A little dry/slow but very well done. The Python end was a little tricky, but probably because I rushed the labs and didn’t take notes on code.
Great course, helped me understand some hard (for me at least) topics, it was of great value!
Muy buen curso, que ofrece la oportunidad de aprender a analizar datos con Python.
It's excellent course
It was irrelevant and contained unnecessary content. Why are we drowning in theoretical statistical topics instead of focusing on Python? Thus far, the course has been more about statistics than actually working with Python! I am here to address my statistical needs using Python, not to become an expert in statistics. Unfortunately, this course seems to be doing just the opposite.
Good statistics content, but it is not interactive and the testing is weak. Python learning is extremely unforgivable. There are no step-by-step videos, and no theory explanation either, which makes understanding python syntax and functions (particularly in the context of data science) extremely difficult. As someone with an advanced java background, I expected the python learning to be smooth. Unfortunately, I was thrown into the deep end with no life jacket, as the course went from basic variables to creating scatterplots and manipulating datasets in less than a day. This wouldn't be as bad if there were video instructions, but there are none. The "interactive labs" are not interactive, but rather, are just vague notes that don't truly teach or test you on anything. After completing week 2, I left with nothing other than 5 hours of wasted time.
The courses is supposed to help students learn how to use Python to understand and visualize data. However, the course lacks focus on the subject as well as tasks for practicing Python code. Lack of practice. The peer-reviewed tasks are hilarious - you will be asked to describe how you'd visualize metrics in (Python you would think? No!) words. This is so easy to turn this task into something actually useful: create a notebook with preloaded data and ask students to come up with metrics and visualize them. No-one came here to practice English writing skills, and this shows in the tasks of the students. The quizzes are easy, the final quiz has all answers in hints which are not even hidden. That's actually a pretty good representation of the course creators' confidence in the students' knowledge after the course - we know you didn't learn anything, so we will just give you all the answers. Concentration on the course goal.

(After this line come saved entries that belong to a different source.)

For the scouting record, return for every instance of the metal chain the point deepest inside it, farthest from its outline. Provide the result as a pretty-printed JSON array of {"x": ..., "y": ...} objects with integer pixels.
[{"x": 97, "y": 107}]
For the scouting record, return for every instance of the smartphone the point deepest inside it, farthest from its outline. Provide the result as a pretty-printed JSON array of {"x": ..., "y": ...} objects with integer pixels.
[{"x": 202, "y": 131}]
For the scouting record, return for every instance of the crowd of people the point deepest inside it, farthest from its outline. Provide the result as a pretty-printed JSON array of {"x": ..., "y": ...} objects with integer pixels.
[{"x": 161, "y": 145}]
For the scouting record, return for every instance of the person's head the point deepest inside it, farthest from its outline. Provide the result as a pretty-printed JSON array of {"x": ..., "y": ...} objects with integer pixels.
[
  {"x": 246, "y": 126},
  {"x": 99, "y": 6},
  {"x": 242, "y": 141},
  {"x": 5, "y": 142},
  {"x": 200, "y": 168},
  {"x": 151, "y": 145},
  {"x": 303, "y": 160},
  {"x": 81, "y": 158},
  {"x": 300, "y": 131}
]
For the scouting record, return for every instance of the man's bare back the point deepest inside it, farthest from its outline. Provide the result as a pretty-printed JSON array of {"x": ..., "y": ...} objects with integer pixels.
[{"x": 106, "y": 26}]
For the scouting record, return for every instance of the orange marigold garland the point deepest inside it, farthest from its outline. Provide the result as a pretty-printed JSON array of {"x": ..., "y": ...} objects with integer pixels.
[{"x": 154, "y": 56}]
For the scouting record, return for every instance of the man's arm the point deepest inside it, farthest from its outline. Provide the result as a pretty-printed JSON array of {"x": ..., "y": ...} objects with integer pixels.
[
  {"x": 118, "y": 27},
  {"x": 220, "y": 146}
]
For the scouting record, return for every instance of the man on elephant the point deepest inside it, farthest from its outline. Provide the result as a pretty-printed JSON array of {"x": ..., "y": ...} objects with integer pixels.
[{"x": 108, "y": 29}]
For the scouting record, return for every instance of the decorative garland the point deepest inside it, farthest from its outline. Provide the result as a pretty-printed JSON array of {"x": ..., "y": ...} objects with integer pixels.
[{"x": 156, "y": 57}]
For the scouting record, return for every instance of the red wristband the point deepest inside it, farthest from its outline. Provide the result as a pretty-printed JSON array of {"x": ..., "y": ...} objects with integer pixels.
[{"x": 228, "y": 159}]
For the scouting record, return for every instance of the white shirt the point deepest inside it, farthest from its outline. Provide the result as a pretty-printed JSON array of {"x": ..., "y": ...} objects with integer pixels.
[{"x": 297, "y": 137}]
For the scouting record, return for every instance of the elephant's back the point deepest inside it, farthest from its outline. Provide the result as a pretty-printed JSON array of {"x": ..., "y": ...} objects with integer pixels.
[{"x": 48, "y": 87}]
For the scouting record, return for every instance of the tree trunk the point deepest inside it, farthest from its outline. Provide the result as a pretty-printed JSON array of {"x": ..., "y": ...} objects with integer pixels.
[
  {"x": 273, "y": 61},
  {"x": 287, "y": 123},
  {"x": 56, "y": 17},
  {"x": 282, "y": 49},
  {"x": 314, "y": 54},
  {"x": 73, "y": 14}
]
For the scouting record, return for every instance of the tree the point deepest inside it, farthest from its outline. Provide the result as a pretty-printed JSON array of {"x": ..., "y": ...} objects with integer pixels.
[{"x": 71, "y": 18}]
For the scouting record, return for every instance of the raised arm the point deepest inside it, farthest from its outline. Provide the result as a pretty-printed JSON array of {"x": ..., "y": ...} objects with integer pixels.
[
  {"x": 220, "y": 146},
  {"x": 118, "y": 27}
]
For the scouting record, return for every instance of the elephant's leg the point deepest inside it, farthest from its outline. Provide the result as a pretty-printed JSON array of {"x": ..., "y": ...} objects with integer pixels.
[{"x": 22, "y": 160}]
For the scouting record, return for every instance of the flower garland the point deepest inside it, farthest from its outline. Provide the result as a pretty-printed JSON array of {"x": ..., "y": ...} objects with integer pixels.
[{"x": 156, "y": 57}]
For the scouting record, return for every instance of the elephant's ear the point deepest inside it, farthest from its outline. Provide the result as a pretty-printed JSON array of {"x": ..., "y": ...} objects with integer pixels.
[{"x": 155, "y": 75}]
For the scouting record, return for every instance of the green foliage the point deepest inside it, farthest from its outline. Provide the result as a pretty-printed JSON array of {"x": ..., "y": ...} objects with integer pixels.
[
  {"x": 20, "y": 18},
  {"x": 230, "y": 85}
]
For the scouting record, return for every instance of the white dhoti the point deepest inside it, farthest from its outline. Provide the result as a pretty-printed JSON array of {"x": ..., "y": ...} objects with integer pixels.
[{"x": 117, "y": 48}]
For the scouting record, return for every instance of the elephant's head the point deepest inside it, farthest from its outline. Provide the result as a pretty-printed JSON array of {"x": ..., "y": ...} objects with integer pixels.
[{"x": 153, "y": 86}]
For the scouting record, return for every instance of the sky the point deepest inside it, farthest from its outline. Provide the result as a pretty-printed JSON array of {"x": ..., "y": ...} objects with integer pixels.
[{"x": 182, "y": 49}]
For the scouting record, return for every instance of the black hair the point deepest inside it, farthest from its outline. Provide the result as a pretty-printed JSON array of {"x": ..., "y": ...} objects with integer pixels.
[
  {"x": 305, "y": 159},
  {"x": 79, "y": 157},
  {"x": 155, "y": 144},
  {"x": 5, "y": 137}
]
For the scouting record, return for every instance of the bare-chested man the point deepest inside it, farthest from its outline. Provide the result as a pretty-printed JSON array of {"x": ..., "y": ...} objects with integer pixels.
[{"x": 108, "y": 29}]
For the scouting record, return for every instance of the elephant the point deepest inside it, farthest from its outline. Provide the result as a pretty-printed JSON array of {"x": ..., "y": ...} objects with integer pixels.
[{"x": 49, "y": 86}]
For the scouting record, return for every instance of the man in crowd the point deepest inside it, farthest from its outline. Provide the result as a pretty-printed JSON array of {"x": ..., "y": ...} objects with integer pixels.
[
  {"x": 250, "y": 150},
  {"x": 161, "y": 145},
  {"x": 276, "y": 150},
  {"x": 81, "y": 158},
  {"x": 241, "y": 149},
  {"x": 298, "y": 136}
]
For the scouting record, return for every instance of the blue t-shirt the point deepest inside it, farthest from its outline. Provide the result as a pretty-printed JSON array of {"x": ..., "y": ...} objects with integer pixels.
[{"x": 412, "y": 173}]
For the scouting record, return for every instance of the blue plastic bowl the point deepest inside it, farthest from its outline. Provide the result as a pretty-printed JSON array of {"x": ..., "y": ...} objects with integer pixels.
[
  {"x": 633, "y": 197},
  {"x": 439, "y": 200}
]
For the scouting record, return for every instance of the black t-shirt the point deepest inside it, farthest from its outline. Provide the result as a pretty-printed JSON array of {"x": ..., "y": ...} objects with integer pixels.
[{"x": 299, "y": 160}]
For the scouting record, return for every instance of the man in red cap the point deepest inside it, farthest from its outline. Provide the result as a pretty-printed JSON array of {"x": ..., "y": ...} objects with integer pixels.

The course is too short for trying to pack all the information in it. The last week was interesting, but if I wanted to learn about study design, I'd take a course on Study design. A lot of topics can be described as 'Understanding and Visualizing Data', and the difference between a well-designed course with thought-through structure and this course is that the good course is focused around the narrow subject (e.g. using Python for understanding the data) and delves as deep as possible instead of throw in different topics that are related to 'understanding data' in such a short course. And one last thing I would like to bring up is the students teaching in the course. I understand that it was probably the project they got credits for, and the professors thought that it's be a great practice for them. This is a great initiative, but the Coursera students actually pay for this course, and, I am sorry, but the students lectures were bad for the most part - the explanations are not coherent, the repetitions, the 'we are not going discuss that' (then please structure the lection the way the you don't use the function you don't want to explain). While it's understandable that students need more practice in teaching (they are students after all), the question arises as to why one should pay to listen to their 'end-of-the-course project'.
The ads is misleading and inaccurate! Most of course is delivered by undergrad students without any in-depth explanations and they literally skim read the contents for you! Nothing special! The name of UoM fooled me to register! However, No professor at UoM is teaching this cheap course.
The course material seemed a bit scattered, possibly because of there being at least five presenters. The material wasn't really that focused on data visualization and veered into esoteric (but interesting) topics like non-probability sampling. The pizza memorandum assignment seemed quite pointless. More work with Python labs would have been my preferrence.
The title of the course is a bit misleading. The focus is really on some basic Statistics, with Python notebooks thrown in to demonstrate some of those concepts. However, you won't get much help understanding Python. Even the workbooks involved use some interesting methods/libraries, but not much detail in the course about them, other than the particular use they come up in. It's a 4 week course, but can easily be completed in about a week, possibly less. If you already have a fair foundation in Stats, this course probably won't add much value. I did enjoy the instructors and they were trying to keep things interesting.